Remember a while ago when I was running my Memoir Monday series? I got to a point where I couldn’t read so many memoirs all at once because the entire industry (genre?) seems to be dealing in pain and trauma. If you don’t have some kind of abuse in your past, you’re not publishing memoir right now, or so it would seem. Even the light hearted memoir has to have portions that have an “if I wasn’t laughing, I’d be crying” kind of feel.

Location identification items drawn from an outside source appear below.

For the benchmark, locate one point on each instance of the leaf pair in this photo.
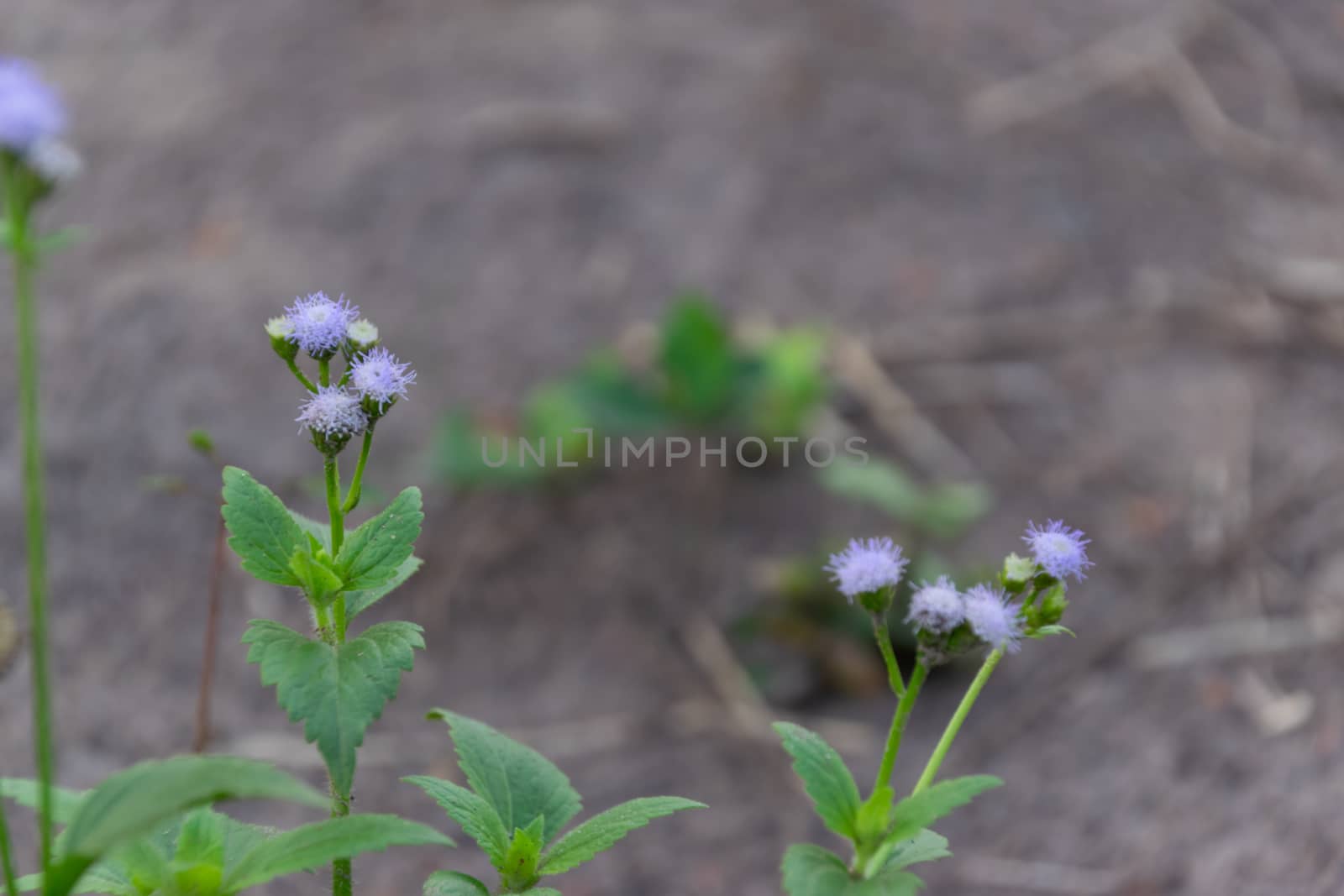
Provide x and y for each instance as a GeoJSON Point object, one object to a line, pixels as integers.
{"type": "Point", "coordinates": [132, 804]}
{"type": "Point", "coordinates": [889, 837]}
{"type": "Point", "coordinates": [284, 548]}
{"type": "Point", "coordinates": [517, 806]}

Heart Berries is chock full of these themes and more. The writing is set like a journal, like a “dear diary” kind of confessional. It covers relationships and parenthood and mental illness. The entries lead you on the author’s journey of self-discovery – through a psych ward, on a reservation (the author is of Native American descent), in the homes of others and her interactions with her children.
I’m not really sure what to say about this book. It’s very short, only about 150 pages, and it’s like a dramatic monologue that will either touch you deep in your heart, leave you confused, or both. It is a very personal journey. I felt like I was eavesdropping or spying on someone who was truly struggling and there was nothing I could do to help. It was super emotional and thoughtful and weird. I got to the end and I just said “WOAH” out loud; I didn’t know what to do with what I had just read.
I encourage you to try this one out. It won’t take you long to read, and it’ll for sure make you feel things. I’d be interested to hear what you think, because I’m still not entirely sure what I think.
I’m never sure what to feel about memoirs. When reading them, I just have a hard time taking them seriously. Maybe that is because they typically are such a downer.